Они прожили вместе четыре года. За это время Анубита - и пусть вас не удивляет это имя, ибо оно столь же нелепо, как и всё остальное в её жизни и поведении - старалась следовать за енотом почти повсюду... добавляя в его - и свою - реальность массу импровизаций, неожиданностей и нелепостей... от которых енот часто действительно чуть не погибал, не умирал или же едва не расставался с жизнью иным путём. Причём всякий раз опасные для его жизни ситуации возникали столь абсурдно и выглядели так нелепо, что он отчаялся находить им логические объяснения. Только и успевал спасать свою, а зачастую - и её жизнь. При этом всякий раз, когда он всерьёз задумывался о том, что пора бы уже с нею завязывать, и это проявлялось в его озабоченном взоре, Анубита вкрадчиво-наставительно восклицала: "И даже не думай от меня избавиться! Я предназначена тебе судьбой." Он сам привязался к ней настолько - почти с первой встречи - что легко верил этим убеждениям и снова... вылавливал её в дюйме от проходящего поезда в метро, чуть сам не попадая в стремительно увлекающий смертоносный поток железа... обнаруживал их обоих в тамбуре электрички, переполненной пьяными выходцами с юга, коим она делала громогласное замечание в том, что много курят и плохо пахнут... перехватывал её на краю обзорной площадки на большой высоте, ибо неожиданно рушились ржавые перила, и они оба чуть не улетали следом за ними в пропасть... однажды они застряли в кабине фуникулёра, затем рухнувшей вниз, и спасли их только густые мохнатые ветви елей и глубокий снег... а на велосипедной прогулке их чуть не смело фурой, водитель коей то ли охотился на велосипедистов, а то ли просто задремал за рулём и даже не просигналил... а при возгорании одного из двигателей на взлёте лайнера - и отвале хвостовой части салона при экстренной посадке - их спасло лишь то, что енот буквально выдрал её из кресла в заднем ряду и, не очень ведая зачем, потащил тошниться от страха в самолётный туалет, что был ровно посередине.

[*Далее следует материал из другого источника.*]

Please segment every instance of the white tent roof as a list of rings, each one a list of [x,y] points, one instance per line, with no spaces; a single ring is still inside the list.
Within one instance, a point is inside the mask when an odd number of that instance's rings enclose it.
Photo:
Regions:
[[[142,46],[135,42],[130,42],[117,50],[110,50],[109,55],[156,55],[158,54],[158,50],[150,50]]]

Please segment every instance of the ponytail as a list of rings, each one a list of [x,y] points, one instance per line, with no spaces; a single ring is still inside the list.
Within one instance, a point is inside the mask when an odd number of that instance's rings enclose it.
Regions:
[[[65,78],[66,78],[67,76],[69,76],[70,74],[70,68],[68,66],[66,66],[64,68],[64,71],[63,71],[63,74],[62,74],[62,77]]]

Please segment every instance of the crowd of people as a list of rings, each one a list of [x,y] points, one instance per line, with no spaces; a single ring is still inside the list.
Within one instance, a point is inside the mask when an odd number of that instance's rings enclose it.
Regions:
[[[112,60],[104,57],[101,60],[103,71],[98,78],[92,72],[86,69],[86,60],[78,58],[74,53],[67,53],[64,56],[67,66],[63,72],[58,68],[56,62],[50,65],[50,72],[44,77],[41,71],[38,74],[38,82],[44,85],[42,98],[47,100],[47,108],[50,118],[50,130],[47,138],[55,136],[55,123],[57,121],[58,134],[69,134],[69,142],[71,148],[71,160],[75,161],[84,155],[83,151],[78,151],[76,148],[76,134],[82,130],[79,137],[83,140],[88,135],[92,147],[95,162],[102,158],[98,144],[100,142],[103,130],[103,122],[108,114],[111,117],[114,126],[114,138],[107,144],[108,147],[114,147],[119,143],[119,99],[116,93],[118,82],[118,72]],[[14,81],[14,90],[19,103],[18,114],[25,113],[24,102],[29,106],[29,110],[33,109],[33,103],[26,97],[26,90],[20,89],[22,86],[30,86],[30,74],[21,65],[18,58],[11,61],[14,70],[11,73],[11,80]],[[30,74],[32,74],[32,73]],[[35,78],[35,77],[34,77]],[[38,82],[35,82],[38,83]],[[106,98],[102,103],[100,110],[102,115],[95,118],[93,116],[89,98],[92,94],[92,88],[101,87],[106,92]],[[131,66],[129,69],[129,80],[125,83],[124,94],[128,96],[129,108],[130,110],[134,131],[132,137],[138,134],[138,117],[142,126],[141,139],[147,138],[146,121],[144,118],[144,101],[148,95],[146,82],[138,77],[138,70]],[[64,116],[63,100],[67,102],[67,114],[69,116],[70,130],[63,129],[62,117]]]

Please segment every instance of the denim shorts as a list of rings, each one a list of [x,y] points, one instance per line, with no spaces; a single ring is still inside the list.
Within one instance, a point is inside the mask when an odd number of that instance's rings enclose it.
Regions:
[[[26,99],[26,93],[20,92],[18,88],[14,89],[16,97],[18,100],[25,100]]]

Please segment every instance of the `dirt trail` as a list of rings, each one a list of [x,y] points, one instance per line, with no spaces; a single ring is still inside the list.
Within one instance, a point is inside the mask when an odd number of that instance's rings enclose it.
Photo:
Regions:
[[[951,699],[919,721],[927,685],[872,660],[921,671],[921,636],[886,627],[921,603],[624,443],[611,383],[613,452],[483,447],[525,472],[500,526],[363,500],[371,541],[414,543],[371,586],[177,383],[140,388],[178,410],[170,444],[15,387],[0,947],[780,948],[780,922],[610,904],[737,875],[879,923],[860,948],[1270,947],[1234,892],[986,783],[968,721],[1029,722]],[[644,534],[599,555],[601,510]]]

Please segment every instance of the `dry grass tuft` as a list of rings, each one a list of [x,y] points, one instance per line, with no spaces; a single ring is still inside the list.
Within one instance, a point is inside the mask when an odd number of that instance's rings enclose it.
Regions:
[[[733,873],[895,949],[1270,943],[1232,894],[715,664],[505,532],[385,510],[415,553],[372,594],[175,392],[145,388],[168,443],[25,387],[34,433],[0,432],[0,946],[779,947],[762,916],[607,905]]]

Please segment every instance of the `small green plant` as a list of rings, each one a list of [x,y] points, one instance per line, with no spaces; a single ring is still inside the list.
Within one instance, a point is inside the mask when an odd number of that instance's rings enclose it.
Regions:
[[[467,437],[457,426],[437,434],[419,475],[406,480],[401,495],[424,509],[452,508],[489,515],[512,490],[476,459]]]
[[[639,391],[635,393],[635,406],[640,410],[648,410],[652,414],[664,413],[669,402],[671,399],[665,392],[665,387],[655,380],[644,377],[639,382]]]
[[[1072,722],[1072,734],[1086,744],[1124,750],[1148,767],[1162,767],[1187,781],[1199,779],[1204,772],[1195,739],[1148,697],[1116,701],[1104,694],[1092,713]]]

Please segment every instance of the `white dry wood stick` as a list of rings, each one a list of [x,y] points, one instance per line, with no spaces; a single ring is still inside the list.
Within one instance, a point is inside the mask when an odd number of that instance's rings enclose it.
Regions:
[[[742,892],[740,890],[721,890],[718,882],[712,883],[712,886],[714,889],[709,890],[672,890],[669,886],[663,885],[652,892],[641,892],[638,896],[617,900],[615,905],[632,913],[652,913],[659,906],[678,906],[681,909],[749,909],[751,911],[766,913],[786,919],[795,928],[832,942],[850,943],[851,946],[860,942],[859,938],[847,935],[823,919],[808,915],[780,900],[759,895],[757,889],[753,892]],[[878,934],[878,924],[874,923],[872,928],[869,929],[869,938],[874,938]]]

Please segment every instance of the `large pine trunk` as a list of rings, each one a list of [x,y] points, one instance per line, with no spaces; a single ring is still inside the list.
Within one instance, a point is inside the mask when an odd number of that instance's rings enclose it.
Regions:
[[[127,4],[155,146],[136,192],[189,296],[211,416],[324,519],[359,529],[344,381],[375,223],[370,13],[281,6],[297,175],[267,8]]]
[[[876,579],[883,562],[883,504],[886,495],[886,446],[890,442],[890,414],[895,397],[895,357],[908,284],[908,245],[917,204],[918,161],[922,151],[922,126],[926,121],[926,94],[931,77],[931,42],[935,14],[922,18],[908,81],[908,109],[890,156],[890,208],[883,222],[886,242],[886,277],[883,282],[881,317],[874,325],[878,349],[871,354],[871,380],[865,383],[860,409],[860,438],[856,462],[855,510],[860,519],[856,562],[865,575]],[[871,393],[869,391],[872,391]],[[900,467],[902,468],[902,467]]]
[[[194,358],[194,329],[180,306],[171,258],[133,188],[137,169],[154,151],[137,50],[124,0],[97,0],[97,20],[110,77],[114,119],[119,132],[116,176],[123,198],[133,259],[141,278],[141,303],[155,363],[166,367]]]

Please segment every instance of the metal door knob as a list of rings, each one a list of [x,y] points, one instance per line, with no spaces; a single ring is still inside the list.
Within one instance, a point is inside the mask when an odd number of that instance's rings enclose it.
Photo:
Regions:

Во всех этих приключениях она выступала как инициатор неожиданных катастроф, катаклизмов и опасностей, а он - как ангел-хранитель для них обоих. Что ещё раз подтверждало её безапелляционное утверждение о их судьбоносном взаимопредназначении. В полиции Тегерана, оказавшись там за неподобающмй для женщины вид на улицах этого восточного города и не будучи за ним замужем, она - и он - утверждали то же самое уже в один голос.
При этом, чем дальше они были вместе, тем чаще она говорила ему, что его характер, опека и многие другие черты поведения невыносимы. И однажды утром ушла от него навсегда. И енот чуть не умер снова - на сей раз уже от боли внезапной утраты... что, если вдуматься, могло выглядеть со стороны не менее нелепо, чем всё остальное, пережитое с нею прежде.
Тем не менее, выжив, енот понял, что от него ушла его собственная - какая была, но всё же смерть. И с тех пор практически бессмертен.
Запись сделана с помощью
m.livejournal.com.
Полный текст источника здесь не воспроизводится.